El proyecto, el aborto, el CO2 atmosférico y sérico.

¿Debemos abortar el proyecto de vida, o feto poblacional del planeta Tierra?.

Teniendo en cuenta que es un feto creado por Dios, no debemos abortar el feto Tierra diagnosticado de "sufrimiento fetal asfíctico".

Cuando leo la elevación de la concentración de CO2 en la atmósfera, pienso en la elevación del CO2 en el feto humano.

El CO2, producto de la combustión de la fuente de energía utilizada por el feto, es eliminado a través de la sangre venosa.

Las venas son estructuras de casi sin elasticidad.
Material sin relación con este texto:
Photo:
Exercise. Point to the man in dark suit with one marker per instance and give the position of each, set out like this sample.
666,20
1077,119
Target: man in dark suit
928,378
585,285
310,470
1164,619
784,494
Por este motivo, su compresión impide que la sangre no fluya y/o invierta el sentido de su circulación provocando dos hechos: la hemorragia venosa y la intoxicación celular por el CO2. Este proceso se denomina asfixia, que acarrea la lesión del tejido correspondiente.

Durante el proceso del parto siempre se produce asfixia, en mayor o menor grado (intensidad y extensión). La apreciación de las lesiones depende de la sensibilidad y especificidad del medio utilizado para su diagnóstico.
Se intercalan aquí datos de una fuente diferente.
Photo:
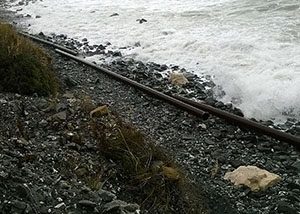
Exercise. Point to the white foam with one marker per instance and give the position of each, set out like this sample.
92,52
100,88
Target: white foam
251,48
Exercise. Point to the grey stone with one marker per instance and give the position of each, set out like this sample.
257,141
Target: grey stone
296,165
87,203
117,204
106,195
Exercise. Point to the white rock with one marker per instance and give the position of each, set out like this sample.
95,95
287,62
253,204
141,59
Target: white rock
253,177
178,79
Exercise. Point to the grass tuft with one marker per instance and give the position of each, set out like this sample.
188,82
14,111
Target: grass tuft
150,173
24,67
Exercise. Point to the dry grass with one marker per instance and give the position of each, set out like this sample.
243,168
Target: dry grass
24,67
150,173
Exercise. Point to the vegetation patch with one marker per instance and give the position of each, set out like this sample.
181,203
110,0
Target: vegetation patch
24,67
148,171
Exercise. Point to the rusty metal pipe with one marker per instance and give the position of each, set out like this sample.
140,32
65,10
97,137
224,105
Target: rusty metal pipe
194,110
243,122
49,43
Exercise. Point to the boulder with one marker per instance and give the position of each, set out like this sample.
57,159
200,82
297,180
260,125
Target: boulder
253,177
178,79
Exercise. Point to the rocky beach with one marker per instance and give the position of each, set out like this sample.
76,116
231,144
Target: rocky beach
50,162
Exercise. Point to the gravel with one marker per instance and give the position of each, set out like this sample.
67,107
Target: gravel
206,149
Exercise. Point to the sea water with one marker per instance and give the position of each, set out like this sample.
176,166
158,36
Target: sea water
251,48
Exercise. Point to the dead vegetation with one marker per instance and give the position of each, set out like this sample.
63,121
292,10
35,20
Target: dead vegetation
24,67
149,172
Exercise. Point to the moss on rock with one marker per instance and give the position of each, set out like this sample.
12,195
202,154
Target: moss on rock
24,67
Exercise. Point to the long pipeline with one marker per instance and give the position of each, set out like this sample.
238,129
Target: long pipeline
49,43
241,121
194,110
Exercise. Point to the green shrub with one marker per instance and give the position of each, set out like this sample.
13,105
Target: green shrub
24,67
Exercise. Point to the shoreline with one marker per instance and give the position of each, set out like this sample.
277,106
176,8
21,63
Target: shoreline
195,146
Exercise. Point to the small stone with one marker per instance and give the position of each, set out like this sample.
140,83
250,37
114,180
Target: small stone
170,173
106,195
202,126
60,205
141,20
19,204
284,207
296,165
114,14
253,177
60,116
87,203
70,82
100,111
178,79
132,208
117,204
La extensión de la asfixia depende de la vena comprometida.

Hoy he leído la tasa de recién nacidos muertos. Una cifra que produce enfado por cuanto que se está hablando de aborto sin el mínimo rubor moral por gente que no conoce nada, absolutamente nada, del hecho del cual habla.

La cifra es de 7.7 por cada 1000 nacimientos. Una cifra vergonzosa para unos políticos, o administradores de "lo público" que, por su hablar, manifiestan, necesariamente, ser expresión de asfixia encefálica, al menos cuando les concibieron, los nacieron, o los cuidaron durante los dos primeros meses de vida extra-uterina.

Téngase en cuenta que las áreas de "pensamiento abstracto" son las más sensibles a la asfixia. Por este motivo no se puede pedir que razone a quien no está dotado de ese trabajo. Y, cuando no tiene este trabajo, sólo puede hablar de lo que ha oído, que no escuchado, pues para escuchar hay que tener la capacidad, o trabajo de atender. Y, para atender, hay que tener la capacidad, o trabajo de discernir, o estimar en cuanto se desvía respecto a una unidad de medida.